Devin Kelley, 26, whom law enforcement identified as the gunman, had previously served in the Air Force but was court-martialed in 2012 for an assault on his then-wife and child. Two years later, he was discharged for “bad conduct,” according to numerous reports.

Wilson County Sheriff Joe Tackitt said Monday that Kelley killed himself after fleeing the scene. 

Federal law prohibits the sale of firearms to certain people, including felons, spousal abusers, undocumented immigrants and the severely mentally ill. Licensed gun dealers are required to screen potential buyers through the National Instant Criminal Background Check System, an FBI-run database created by Congress in 1993. Nonlicensed dealers, such as private venders at gun shows and on the internet, are not subject to the screening requirement, creating a loophole that most Democrats and some Republicans want to close.

Abbott said it’s unclear how Kelley was able to obtain the military-style rifle used in the shooting, but predicted investigators will uncover that information in the coming days. 

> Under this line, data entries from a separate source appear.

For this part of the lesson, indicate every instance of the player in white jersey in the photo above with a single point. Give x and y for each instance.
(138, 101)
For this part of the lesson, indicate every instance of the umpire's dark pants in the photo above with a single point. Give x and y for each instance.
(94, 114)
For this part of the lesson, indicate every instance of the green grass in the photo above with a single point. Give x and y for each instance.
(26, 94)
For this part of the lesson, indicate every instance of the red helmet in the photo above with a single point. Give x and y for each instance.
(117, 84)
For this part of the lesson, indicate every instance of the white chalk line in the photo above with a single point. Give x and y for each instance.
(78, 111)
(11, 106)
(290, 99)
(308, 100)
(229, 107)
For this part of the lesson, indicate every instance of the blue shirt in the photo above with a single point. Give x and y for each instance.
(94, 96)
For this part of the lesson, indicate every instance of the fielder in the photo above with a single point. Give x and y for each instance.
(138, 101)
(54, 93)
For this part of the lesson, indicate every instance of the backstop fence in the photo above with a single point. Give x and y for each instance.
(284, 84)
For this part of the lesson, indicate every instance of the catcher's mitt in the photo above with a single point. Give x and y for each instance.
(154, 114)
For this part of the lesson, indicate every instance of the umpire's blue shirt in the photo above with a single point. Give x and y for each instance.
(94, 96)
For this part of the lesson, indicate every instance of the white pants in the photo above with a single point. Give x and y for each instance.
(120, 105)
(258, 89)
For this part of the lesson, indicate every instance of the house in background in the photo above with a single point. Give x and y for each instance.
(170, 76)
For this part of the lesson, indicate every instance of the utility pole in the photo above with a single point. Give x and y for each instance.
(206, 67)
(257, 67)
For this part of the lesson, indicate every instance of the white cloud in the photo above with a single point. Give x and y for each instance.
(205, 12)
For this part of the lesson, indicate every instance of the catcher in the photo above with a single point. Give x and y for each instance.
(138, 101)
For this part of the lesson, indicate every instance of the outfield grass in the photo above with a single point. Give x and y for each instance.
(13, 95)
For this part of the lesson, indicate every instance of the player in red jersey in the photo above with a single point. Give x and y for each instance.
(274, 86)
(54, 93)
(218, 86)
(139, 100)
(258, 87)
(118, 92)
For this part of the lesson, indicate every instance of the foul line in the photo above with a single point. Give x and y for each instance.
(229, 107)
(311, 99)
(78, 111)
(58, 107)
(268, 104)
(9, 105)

“It’s clear that this is a person who had violent tendencies,” he said. “How that got through the cracks, I don’t have that information.”

Speaking at a news conference in Tokyo, President Trump lamented the “very sad event,” but rejected the notion that the nation’s gun laws are too lax.

“We have a lot of mental health problems in our country, as do other countries, but this isn’t a guns situation,” Trump said

Abbott agreed, saying the proper response to Sunday’s shooting is to confront evil through prayer and other efforts to forge “a stronger connection to God.”

“We have evil that occurs in this world, whether it be a terrorist who uses a truck to mow down bikers in New York City, whether it be a terrorist who uses bombs or knives to stab people,” he told CBS.

“And I’m going to use the words of the citizens of Sutherland Springs themselves, and that is, they want to work together for love to overcome evil, and you do that by working with God.”

Democrats have called for Congress to step in to make it tougher for violent people to get their hands on firearms.

“We have a solemn obligation to the victims of Sutherland Springs, Las Vegas, Orlando, Newtown and the many tragic shootings that occur each day to respond not only with prayer and unwavering love, but with action,” House Minority Leader Nancy Pelosi (D-Calif.) said Sunday in a statement.